La pression sur le logement augmente

Le gouvernement de gauche espagnol a fait de l’accessibilité au logement une question centrale de politique, les locations touristiques à court terme étant de plus en plus perçues comme un problème structurel plutôt que comme une préoccupation marginale.

Les autorités nationales, aux côtés des conseils municipaux et des gouvernements régionaux, ont renforcé la surveillance des plateformes telles qu’Airbnb et Booking.com.

Les responsables affirment que la propagation des locations de vacances sans licence a réduit l’offre de logements pour les résidents, en particulier dans les centres urbains et les destinations côtières populaires, note Reuters.

Le ministère des Droits des Consommateurs a indiqué que l’amende contre Airbnb s’inscrit dans un cadre plus large pour faire face à la crise du logement en Espagne.

Les régulateurs soutiennent que les inscriptions illégales enfreignent non seulement les règles de protection des consommateurs, mais contribuent aussi à la hausse des loyers et des déplacements en privilégiant les visiteurs de courte durée aux locataires de longue durée.

Montant et portée de l’amende

La sanction de 64 millions d’euros équivaut à six fois le bénéfice généré par le ministère par Airbnb à partir de ces annonces illégales, selon Reuters.

Le ministre des Droits des consommateurs, Pablo Bustinduy, a déclaré aux journalistes que cela constitue la deuxième plus grande amende jamais infligée par le ministère pour violation des droits des consommateurs.

L’ampleur de la sanction reflète l’intention du gouvernement de dissuader des pratiques similaires sur le marché de la location numérique.

Airbnb avait auparavant retiré 65 000 annonces en juillet après que les autorités ont déclaré qu’elles violaient la réglementation espagnole. Malgré cette mesure, les régulateurs ont conclu que des mesures d’application restaient nécessaires.

Contexte réglementaire plus large

L’action de l’Espagne contre Airbnb intervient sur fond de récents affrontements entre les régulateurs nationaux et les grandes agences de voyage.
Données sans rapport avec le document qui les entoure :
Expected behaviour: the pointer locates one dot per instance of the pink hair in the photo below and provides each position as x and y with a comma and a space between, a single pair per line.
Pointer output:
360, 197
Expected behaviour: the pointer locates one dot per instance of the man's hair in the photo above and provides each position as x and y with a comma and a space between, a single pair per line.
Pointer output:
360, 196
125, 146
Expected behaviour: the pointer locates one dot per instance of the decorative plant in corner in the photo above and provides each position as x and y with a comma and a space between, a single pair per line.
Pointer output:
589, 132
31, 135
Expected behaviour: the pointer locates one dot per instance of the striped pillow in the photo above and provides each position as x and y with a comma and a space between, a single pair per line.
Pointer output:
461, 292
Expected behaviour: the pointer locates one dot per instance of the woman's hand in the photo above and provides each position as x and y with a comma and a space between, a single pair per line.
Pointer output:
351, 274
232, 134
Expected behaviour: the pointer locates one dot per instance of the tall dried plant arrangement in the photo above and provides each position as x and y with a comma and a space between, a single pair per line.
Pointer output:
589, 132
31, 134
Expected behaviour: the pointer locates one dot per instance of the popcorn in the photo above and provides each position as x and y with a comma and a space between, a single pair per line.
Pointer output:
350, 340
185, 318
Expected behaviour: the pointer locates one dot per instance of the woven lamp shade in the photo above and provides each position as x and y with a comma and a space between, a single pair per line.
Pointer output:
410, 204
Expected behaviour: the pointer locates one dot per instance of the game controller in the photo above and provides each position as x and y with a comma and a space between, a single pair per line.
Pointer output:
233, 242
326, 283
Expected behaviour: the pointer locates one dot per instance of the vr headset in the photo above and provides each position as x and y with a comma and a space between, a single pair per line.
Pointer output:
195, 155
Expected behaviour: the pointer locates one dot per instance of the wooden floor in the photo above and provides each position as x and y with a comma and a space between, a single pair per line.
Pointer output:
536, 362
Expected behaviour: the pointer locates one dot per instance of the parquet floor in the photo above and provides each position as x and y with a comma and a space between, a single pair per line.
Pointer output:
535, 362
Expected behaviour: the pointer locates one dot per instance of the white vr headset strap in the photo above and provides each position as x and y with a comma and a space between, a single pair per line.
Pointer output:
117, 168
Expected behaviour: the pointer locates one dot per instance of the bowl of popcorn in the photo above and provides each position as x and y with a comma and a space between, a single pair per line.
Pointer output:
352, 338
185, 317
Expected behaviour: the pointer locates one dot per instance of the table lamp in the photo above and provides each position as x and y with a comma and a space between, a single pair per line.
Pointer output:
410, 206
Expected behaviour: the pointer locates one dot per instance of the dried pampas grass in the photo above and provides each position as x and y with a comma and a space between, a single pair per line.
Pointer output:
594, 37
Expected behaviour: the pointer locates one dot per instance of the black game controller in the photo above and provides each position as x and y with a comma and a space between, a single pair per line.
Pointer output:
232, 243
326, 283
En 2024, Ryanair a été condamné à une amende de 108 millions d’euros pour avoir facturé des frais supplémentaires pour les bagages cabines.

Plus tôt cette année, selon Reuters, la Commission européenne a déclaré que les amendes imposées par l’Espagne à Ryanair et à d’autres compagnies à bas coût violaient les réglementations européennes.

Ces différends mettent en lumière les tensions persistantes entre les mesures nationales de protection des consommateurs et les règles au niveau de l’UE.

Alors que Bruxelles a exprimé des inquiétudes quant au respect des réglementations européennes, les autorités espagnoles ont défendu leurs actions comme étant nécessaires pour protéger les consommateurs et répondre aux défis internes, notamment l’accessibilité au logement.

Responsabilité de la plateforme

En ciblant directement Airbnb, Spain indique que la responsabilité de la conformité incombe non seulement aux propriétaires individuels, mais aussi aux plateformes qui annoncent des locations de courte durée.

Les régulateurs soutiennent que les places de marché numériques doivent s’assurer que les annonces respectent les exigences légales locales avant d’être promues auprès des consommateurs.

L’affaire devrait être suivie de près à travers l’Europe, où les gouvernements subissent des pressions similaires de la part de marchés locatifs axés sur le tourisme.

Au fur et à mesure que les contestations et appels juridiques se déroulent, les conséquences pourraient influencer la manière dont les autorités nationales peuvent réglementer les plateformes de location mondiales selon les lois existantes sur les droits des consommateurs.